Last Updated: May 19, 2013By Tags: ,

Stories, whether in film or in literature, generally follow an arc. Things happen to a character or characters that we judge and like or dislike according to their personalities and their choices; situations develop, conversations take place, a certain point is reached, and there is a conclusion. In an Asghar Farhadi film (winner of an Academy Award for Best Foreign Film for “A Separation,”) only the conversation part is certain. In his new film, “Le Passé,” (“The Past”) shown in competition at the Cannes Film Festival, people talk, not hearing each other—as when they talk through a glass pane in an airport—or hearing wrong, or hearing too much.

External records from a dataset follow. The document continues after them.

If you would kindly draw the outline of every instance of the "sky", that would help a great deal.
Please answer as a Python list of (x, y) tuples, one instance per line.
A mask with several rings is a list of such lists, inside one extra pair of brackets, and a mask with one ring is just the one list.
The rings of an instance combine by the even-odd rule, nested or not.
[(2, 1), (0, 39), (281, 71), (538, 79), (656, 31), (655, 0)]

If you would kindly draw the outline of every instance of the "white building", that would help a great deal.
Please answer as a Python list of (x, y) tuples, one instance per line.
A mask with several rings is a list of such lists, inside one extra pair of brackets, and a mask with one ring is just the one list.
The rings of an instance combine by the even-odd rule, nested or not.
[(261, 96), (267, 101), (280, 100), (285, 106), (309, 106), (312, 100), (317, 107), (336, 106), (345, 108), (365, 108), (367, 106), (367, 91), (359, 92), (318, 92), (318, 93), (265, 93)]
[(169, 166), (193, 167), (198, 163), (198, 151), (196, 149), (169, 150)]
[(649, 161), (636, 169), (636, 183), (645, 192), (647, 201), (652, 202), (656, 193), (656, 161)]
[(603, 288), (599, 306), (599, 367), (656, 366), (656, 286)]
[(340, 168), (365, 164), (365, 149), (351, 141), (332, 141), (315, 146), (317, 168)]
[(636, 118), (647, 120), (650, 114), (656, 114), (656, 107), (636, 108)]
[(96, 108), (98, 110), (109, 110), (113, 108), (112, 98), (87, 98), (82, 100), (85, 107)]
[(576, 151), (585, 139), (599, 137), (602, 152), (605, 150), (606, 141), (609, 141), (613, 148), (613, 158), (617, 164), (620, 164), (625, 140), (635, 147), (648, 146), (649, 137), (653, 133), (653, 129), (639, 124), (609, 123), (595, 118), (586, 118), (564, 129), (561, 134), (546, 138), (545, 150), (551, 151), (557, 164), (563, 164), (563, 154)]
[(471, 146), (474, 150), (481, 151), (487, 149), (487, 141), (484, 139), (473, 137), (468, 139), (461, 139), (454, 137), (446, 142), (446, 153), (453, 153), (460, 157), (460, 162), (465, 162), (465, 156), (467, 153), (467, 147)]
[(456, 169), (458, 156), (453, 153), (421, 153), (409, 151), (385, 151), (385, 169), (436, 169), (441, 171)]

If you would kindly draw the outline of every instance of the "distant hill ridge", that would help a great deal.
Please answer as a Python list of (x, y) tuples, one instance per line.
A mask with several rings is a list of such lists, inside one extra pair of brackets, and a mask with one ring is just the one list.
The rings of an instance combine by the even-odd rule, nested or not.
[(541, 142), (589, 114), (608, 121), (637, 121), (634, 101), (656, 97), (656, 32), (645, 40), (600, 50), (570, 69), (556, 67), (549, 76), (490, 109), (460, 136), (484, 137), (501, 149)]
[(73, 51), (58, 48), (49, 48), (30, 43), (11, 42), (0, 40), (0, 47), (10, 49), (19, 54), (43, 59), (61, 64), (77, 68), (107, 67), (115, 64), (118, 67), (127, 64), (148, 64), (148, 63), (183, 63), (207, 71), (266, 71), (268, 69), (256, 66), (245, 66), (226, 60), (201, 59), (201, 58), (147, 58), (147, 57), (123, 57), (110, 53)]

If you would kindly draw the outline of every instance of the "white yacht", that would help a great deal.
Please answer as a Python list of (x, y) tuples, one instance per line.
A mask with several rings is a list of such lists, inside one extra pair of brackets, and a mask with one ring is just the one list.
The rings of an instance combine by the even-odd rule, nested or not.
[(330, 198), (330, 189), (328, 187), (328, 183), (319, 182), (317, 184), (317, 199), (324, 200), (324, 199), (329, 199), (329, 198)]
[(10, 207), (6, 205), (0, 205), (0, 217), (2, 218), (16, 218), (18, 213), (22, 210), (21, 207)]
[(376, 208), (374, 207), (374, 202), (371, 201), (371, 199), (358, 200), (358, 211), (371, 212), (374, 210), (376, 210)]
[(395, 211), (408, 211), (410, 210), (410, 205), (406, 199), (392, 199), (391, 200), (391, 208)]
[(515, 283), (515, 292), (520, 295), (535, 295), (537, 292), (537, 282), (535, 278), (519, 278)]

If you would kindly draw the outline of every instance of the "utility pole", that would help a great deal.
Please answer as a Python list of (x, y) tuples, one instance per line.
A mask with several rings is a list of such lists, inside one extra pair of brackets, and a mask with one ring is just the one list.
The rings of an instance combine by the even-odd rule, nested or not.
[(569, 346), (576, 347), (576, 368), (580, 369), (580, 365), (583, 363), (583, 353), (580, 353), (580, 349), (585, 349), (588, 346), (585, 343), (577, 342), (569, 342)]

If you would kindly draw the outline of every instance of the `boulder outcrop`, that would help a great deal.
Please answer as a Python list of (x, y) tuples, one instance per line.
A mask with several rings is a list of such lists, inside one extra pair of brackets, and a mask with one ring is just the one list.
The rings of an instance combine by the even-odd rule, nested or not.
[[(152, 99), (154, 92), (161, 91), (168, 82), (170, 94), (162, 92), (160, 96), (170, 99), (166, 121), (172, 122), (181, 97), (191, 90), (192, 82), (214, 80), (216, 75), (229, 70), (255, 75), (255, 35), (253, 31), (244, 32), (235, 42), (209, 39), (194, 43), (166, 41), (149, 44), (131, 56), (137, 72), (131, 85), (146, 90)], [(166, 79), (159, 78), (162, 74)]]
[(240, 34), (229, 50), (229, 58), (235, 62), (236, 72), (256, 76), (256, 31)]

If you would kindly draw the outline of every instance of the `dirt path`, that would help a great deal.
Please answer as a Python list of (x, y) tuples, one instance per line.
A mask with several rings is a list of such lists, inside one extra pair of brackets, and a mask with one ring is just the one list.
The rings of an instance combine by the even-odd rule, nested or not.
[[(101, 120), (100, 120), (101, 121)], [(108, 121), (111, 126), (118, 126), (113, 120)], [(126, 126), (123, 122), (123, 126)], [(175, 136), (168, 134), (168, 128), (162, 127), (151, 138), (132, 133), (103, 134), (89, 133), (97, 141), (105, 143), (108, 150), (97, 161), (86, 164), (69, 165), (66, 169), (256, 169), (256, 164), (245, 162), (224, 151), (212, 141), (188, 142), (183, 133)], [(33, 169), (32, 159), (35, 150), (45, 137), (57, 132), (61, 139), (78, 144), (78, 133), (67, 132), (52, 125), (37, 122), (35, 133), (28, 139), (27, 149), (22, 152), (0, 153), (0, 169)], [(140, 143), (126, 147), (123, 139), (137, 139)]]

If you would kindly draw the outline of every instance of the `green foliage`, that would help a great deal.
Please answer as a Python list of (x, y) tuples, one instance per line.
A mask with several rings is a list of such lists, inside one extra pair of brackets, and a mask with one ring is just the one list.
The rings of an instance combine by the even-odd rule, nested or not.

Ahmad, an Iranian, comes back to France after four years to finalize the divorce his French wife wants in order to marry another man. Children on both sides cling to fragile homes, as is too often the case in today’s splintered families. An additional difficulty is that the new man is still married, although his wife has been in a coma for months after a suicide attempt. Why did she want to die, was anyone directly responsible, can a new couple be built on the ruins of the two broken ones?

It is Farhadi’s strength, once again on full display as in his previous films, that we are kept guessing throughout as bits of revelations float to the surface. We can’t judge any of the characters, we don’t know enough about them and the more we discover, the less we can decide for or against them. There’s nothing intrinsically wrong or right with their morals or their actions. They fumble through life—but don’t we all?

Farhadi’s master touch comes at the end. In “A Separation,” the very last scene is that of the young girl who is asked by the judge whether she has decided to leave Iran with her mother or stay with her father. “I have,” she says. But we don’t learn the decision… credits start rolling. In “Le Passé,” in a hospital scene that could decide which way the resolution lies, we focus on that last image, that of two hands, one of which should move. Does it? Is there an imperceptible tightening? And… the screen goes dark.